Self-management support for patients with chronic conditions has ‘no significant effects’ on patients outcomes or NHS use, claims a UK primary care study.

The study

Researchers randomised 44 general practices in the northwest of England to either an intervention arm - involving staff training and support in enouraging self-management in patients - or a control arm. The study recruited 5,599 patients with long-term conditions such as diabetes and COPD. Practices in the intervention arm were provided with a tool to assess the support needs of patients, self-help guidebooks, access to relevant web-based directory of local community groups and programs as well as access to psychological therapists for patients with irritable bowel syndrome. Patient-level outcomes were collected at baseline, six and 12 months. The primary outcomes at 12 months were shared decision making, self efficacy and generic health related quality of life (EQ-5D).

The findings

At the six-month follow up, 81% of patients were still in the trial and 72.8% completed the 12-month follow up. There were no statistically significant differences between the two groups with similar percentages of intervention and control patients receiving a guidebook (25% vs 24%), and encouragement to use community programmes (19% vs 20%) and patient support groups (115 vs 12%).
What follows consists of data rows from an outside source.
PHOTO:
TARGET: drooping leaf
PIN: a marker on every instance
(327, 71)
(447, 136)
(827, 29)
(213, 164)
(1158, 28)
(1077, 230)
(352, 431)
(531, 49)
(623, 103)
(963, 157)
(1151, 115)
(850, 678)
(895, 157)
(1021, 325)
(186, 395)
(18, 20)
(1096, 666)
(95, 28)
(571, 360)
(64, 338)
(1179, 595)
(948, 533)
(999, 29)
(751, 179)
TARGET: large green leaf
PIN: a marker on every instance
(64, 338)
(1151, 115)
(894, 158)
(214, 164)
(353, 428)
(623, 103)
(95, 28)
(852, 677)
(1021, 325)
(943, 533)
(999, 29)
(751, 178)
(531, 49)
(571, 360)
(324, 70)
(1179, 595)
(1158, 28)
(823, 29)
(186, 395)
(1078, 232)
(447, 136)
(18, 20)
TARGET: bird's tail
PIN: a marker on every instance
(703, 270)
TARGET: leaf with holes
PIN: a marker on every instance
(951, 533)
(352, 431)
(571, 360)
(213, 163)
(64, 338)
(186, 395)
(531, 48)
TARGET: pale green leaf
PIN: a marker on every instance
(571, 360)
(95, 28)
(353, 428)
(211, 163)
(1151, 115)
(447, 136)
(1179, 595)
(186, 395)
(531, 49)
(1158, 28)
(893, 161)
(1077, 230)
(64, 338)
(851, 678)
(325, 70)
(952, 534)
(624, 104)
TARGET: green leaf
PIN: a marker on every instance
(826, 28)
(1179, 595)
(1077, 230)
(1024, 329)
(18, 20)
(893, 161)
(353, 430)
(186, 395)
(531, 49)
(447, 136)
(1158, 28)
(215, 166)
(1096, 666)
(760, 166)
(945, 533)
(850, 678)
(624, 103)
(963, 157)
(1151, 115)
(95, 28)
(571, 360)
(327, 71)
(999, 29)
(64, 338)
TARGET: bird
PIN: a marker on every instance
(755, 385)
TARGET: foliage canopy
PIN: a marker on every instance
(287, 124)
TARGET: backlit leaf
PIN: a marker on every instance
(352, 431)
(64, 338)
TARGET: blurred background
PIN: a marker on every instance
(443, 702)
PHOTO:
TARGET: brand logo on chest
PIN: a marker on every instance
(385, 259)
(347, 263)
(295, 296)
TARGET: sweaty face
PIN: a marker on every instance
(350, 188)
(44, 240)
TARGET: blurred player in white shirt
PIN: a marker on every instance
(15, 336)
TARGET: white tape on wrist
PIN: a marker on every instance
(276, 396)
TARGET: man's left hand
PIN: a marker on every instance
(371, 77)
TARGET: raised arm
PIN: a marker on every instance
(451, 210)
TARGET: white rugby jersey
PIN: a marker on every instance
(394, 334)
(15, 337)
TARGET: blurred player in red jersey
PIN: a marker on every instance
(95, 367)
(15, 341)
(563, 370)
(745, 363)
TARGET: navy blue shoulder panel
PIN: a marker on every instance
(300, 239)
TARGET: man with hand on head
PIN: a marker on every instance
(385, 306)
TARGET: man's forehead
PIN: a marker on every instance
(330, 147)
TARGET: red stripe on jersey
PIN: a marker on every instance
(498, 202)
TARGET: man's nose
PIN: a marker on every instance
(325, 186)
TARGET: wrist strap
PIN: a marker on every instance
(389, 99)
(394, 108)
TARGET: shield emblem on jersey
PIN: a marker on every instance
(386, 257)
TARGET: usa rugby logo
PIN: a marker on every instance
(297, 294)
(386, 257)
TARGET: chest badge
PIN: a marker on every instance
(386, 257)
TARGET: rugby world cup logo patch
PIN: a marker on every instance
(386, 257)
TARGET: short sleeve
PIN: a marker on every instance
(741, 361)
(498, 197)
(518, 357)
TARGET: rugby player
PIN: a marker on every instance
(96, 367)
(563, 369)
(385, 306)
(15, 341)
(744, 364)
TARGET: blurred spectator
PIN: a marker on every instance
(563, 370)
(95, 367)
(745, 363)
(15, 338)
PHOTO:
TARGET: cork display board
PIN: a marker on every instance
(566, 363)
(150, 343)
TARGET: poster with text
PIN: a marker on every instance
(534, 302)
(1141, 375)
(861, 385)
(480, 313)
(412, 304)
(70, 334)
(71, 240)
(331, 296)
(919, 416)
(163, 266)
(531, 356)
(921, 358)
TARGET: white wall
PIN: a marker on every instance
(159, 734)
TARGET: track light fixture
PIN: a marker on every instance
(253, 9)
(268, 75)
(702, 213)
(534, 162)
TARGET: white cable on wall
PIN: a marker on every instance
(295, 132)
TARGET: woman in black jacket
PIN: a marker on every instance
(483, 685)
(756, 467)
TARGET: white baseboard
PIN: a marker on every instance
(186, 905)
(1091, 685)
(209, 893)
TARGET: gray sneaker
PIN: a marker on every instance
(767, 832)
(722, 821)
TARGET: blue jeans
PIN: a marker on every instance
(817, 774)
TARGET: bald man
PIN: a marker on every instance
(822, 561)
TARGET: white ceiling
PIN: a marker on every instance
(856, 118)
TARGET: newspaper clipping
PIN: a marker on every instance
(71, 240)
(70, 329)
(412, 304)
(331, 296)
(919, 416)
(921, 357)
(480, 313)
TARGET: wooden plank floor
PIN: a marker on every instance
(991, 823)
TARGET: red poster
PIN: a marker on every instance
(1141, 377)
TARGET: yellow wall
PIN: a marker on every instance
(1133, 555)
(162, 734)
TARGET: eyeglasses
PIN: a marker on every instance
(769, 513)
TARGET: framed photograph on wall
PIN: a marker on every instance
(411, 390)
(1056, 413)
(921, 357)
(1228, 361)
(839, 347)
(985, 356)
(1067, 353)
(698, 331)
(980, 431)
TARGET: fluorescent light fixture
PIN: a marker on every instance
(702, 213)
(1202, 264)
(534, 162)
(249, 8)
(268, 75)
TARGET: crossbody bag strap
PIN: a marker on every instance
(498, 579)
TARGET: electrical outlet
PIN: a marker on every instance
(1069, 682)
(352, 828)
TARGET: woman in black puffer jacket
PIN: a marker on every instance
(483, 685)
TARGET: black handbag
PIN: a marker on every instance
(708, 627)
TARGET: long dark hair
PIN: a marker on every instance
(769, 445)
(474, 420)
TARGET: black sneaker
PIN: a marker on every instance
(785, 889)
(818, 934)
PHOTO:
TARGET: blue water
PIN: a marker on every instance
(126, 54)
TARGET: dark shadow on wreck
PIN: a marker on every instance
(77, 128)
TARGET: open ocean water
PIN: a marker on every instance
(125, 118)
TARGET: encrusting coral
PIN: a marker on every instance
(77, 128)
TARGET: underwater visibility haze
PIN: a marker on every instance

What does this mean for GPs?

The authors said that the trial had ‘important implications’ for primary care: ‘An intervention to enhance self management support for patients with chronic conditions in UK primary care had no significant effects on patient outcomes or on service use.

‘Embedding self management support into routine primary care practice cannot be achieved within existing educational structures and may require considerable additional incentives to encourage practices to engage with a self management agenda.’